Жаль, я не успел сказать этой женщине, что моя девочка в дороге полюбила пирожки с луком и танец булочек на вилках, даже когда никаких булочек нет.
…Ветер луна-парка ударил в лицо. Отрезвил. Николь поморщилась, протерла кулаком щеку, слизнула соленое.
— Колен! Смотри, мои глаза писают!
— Только не сегодня, Николь.
Русский договорился с карусельщиком, тот кивнул, спрятал купюру в карман обвисших штанов, открыл перед Николь легкомысленные воротца, девочка выбрала черную кобылу со стеклянными глазами в красной попоне. Оседлала и помахала рукой.
— Я уезжаю навсегда, Колен.
— Мое сердце с тобой, Николь.
— Я уезжаю. В Россию, в Марокко, в Медон, к тете Мишель, в Гавр, в Нью-Йорк, в Лиссабон, я уезжаю!
Русский отвернулся и взмахнул рукой вслед.
Карусель вздрогнула Вздохнули регистры каллиопа, заговорил черный бесшабашный органчик, кисейные юбки Николь задрались. Она сидела по-мужски на черной неживой лошади, оскаленная, как кошка на обочине шоссе.
— Но! Но! В Лиссабон, на Борнео, в Париж, на острова… на острова…
— На стеклянные острова, — внятно сказал русский: он шел вслед за кружением карусели, вел рукой по ограде…
Ломал в пальцах белую папиросу и крошил третьесортный табак на туфли-лодочки с исцарапанными, как у Николь, лаковыми носами.
— Куда? Куда! — кричала Николь, черная лошадь уносила ее, и на деревянный круг карусели упала веточка фальшивого ландыша, в ледяное крошево, в пустоту.

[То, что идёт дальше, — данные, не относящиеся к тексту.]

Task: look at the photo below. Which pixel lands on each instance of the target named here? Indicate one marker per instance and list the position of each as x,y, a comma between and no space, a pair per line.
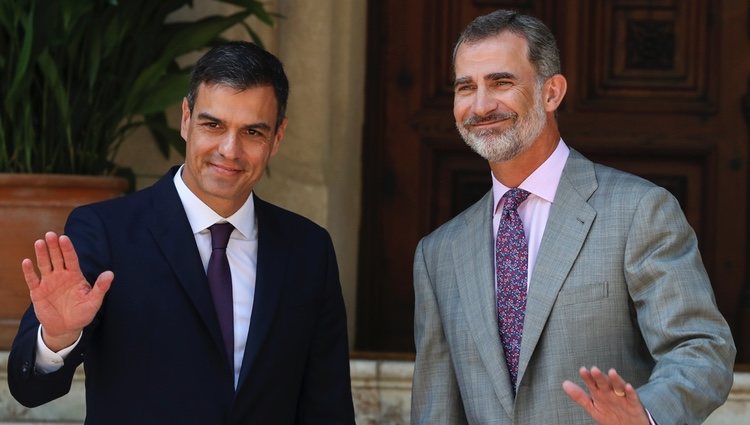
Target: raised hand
610,399
64,302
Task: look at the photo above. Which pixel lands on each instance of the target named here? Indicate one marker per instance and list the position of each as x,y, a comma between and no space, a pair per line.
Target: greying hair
543,53
241,65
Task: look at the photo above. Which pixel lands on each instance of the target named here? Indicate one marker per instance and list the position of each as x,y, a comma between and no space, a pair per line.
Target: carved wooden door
655,87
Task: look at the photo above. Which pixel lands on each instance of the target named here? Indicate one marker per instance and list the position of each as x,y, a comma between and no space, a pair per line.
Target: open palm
64,302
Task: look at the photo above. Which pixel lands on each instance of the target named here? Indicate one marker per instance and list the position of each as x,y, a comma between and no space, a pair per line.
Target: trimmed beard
496,145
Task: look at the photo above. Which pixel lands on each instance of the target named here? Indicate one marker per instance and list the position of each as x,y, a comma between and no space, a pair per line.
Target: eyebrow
494,76
260,125
500,76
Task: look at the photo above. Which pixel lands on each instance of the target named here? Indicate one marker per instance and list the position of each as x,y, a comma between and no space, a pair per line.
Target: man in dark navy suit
128,290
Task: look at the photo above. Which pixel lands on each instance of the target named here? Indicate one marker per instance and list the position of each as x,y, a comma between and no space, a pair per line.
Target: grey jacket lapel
473,258
567,227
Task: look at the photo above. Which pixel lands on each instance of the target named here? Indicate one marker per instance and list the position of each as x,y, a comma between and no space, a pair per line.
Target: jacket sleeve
686,335
436,398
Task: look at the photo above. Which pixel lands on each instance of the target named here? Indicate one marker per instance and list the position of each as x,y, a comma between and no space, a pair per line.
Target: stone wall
381,390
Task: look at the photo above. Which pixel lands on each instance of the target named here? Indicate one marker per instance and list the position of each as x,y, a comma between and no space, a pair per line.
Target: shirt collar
201,216
542,182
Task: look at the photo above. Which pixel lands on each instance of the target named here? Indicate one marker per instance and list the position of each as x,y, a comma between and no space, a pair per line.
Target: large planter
30,205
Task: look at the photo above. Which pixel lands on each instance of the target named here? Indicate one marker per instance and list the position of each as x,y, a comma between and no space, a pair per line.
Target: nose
228,146
484,103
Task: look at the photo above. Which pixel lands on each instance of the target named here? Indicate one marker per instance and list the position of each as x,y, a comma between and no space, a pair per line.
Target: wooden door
655,88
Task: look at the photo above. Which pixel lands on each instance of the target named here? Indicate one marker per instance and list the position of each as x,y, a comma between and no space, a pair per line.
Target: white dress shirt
242,252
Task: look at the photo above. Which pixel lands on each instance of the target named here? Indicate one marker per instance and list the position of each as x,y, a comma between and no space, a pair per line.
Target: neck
513,172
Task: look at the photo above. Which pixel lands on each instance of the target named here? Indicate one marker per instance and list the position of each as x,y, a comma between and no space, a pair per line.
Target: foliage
77,76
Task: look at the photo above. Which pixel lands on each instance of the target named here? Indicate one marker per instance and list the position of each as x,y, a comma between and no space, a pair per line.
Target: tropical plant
77,76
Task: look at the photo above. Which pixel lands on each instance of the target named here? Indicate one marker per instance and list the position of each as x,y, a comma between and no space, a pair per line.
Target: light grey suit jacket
618,283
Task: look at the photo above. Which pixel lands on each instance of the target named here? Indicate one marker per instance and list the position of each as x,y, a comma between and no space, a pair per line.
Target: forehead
250,104
505,52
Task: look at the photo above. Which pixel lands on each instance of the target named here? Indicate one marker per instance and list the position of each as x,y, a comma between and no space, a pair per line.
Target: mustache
497,116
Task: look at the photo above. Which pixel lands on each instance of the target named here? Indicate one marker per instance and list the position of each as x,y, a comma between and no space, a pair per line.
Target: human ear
554,91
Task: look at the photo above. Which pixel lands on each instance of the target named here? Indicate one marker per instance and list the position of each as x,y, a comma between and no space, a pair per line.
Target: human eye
463,88
256,135
210,125
502,83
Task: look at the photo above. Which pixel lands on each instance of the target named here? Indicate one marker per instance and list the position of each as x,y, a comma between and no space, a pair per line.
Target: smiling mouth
224,169
488,120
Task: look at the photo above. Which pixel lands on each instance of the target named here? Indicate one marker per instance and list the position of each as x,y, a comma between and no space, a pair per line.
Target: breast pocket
583,293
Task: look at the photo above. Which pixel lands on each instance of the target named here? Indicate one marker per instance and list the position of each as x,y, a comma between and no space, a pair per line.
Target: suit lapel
473,258
568,225
270,279
172,234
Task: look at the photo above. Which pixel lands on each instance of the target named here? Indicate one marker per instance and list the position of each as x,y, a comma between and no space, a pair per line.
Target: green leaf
168,91
24,57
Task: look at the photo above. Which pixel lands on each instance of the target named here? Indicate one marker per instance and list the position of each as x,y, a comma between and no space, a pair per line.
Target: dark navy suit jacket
154,353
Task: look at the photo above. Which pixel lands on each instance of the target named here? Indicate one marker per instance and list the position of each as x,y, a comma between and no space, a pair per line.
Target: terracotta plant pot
30,205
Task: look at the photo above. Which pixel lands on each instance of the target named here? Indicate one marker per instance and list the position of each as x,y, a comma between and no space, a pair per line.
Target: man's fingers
618,384
42,257
588,379
29,274
601,380
102,284
577,394
55,255
69,256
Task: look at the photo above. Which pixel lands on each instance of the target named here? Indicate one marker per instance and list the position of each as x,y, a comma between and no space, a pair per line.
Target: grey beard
496,145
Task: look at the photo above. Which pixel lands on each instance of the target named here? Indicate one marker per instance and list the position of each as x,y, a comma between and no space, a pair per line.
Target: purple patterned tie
511,267
220,283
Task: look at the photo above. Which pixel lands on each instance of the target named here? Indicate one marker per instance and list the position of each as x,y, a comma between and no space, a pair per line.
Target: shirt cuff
48,361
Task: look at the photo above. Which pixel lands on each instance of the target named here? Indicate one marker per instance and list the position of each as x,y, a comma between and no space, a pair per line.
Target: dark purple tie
220,283
511,268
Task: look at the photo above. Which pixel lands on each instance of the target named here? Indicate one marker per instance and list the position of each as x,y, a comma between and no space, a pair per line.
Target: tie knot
514,198
220,235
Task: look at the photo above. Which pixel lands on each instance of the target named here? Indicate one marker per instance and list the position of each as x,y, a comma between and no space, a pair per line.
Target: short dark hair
240,65
543,53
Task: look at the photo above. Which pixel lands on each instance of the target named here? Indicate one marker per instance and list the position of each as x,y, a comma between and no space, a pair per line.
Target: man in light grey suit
606,270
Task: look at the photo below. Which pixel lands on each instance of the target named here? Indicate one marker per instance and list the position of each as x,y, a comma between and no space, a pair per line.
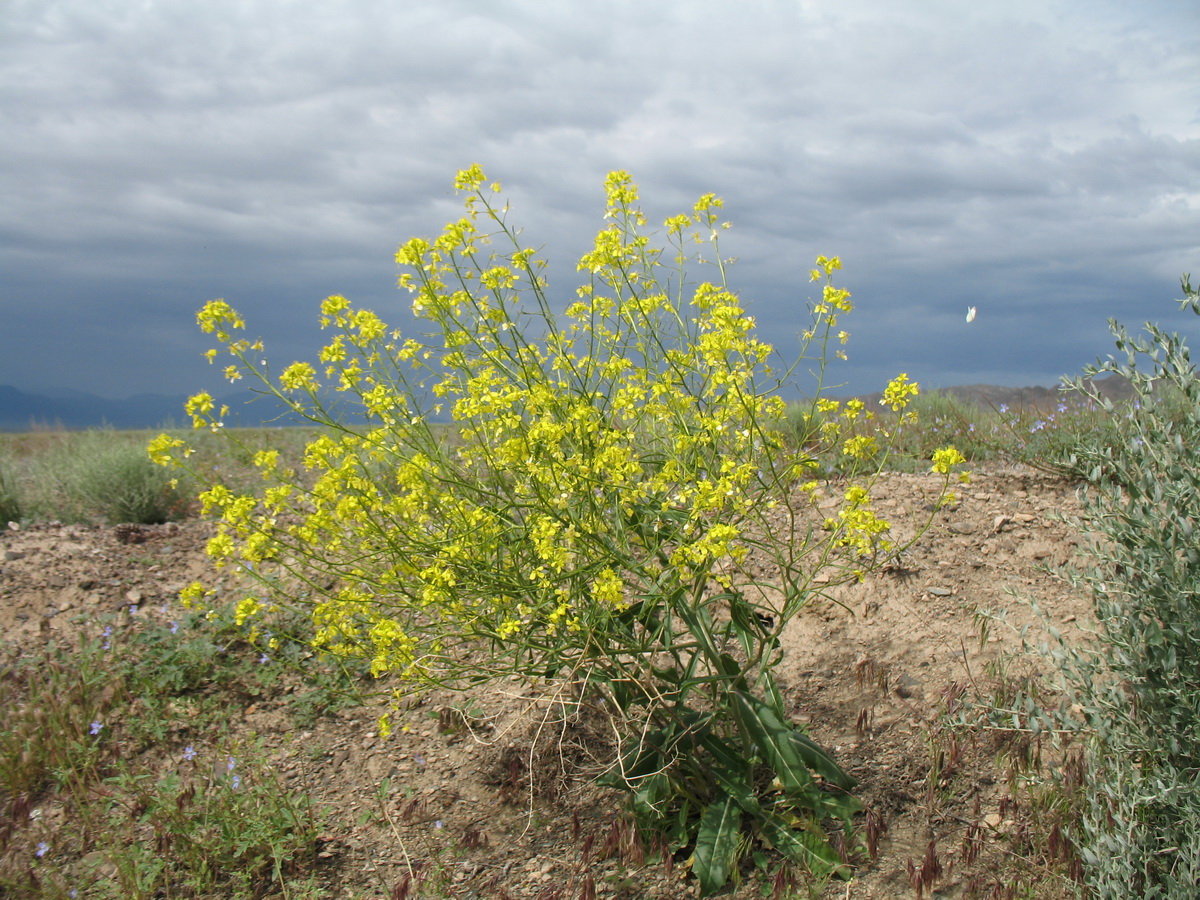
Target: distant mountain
77,409
993,396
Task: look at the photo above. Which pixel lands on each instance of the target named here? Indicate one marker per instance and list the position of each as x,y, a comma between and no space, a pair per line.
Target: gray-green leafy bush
1134,690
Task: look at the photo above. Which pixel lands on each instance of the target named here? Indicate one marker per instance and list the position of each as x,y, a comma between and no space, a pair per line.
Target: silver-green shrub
1135,690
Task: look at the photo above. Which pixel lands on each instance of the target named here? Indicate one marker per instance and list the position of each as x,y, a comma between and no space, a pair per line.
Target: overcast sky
1039,161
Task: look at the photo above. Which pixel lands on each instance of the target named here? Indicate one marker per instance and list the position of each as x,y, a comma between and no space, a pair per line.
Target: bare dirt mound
871,671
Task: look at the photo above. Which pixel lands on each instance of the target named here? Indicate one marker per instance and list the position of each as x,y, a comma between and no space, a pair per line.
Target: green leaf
773,738
820,761
731,772
717,844
810,849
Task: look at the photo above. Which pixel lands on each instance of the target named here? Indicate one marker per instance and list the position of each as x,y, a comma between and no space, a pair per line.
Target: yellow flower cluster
597,460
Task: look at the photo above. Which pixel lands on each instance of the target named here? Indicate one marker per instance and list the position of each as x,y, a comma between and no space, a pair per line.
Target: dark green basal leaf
732,773
808,847
717,844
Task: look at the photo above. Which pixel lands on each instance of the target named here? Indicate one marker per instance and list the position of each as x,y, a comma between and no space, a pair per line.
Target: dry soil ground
871,675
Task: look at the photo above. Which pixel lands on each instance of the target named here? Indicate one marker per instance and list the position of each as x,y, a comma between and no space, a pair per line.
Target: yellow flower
899,391
299,376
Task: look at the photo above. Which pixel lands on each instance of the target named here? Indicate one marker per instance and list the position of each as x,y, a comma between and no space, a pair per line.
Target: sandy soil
871,675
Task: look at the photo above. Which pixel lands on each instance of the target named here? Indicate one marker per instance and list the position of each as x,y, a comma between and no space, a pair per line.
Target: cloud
1037,160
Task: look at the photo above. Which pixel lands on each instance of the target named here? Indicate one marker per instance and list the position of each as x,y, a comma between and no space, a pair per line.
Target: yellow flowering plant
588,519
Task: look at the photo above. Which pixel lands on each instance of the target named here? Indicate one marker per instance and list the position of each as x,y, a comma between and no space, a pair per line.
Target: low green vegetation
119,777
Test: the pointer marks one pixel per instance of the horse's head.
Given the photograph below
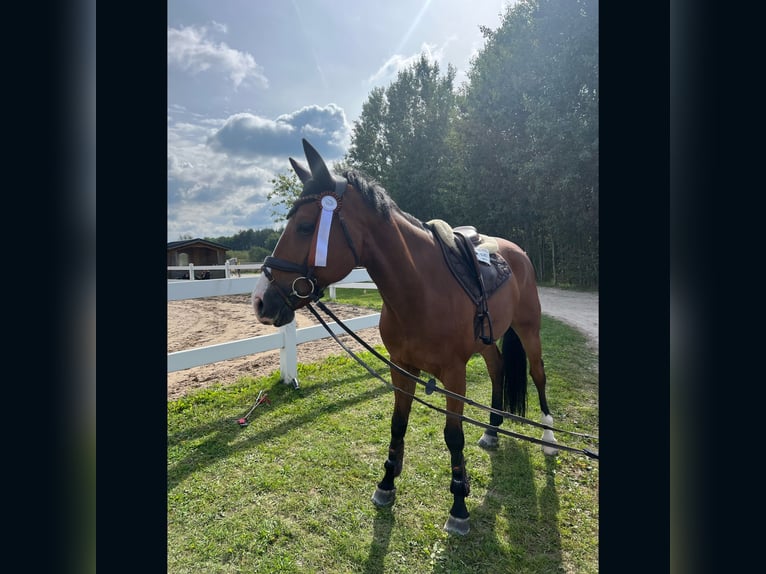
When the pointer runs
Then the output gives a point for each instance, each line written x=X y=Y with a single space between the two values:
x=315 y=249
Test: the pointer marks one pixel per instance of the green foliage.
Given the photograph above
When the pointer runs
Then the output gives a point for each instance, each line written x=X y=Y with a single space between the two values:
x=287 y=188
x=514 y=151
x=291 y=491
x=399 y=138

В такую пустоту, какая мыслима на стеклянных островах.
— Что такое стеклянные острова? — спросила Николь, на ходу жуя сосиску в горчичном соусе. Куски разрезанной вдоль булки падали ей под ноги на радость воробьям.
— Не знаю. Я знаю, что такое мел и солнце, — ответил Колен.
— Что такое мел и солнце? — не отступала Николь.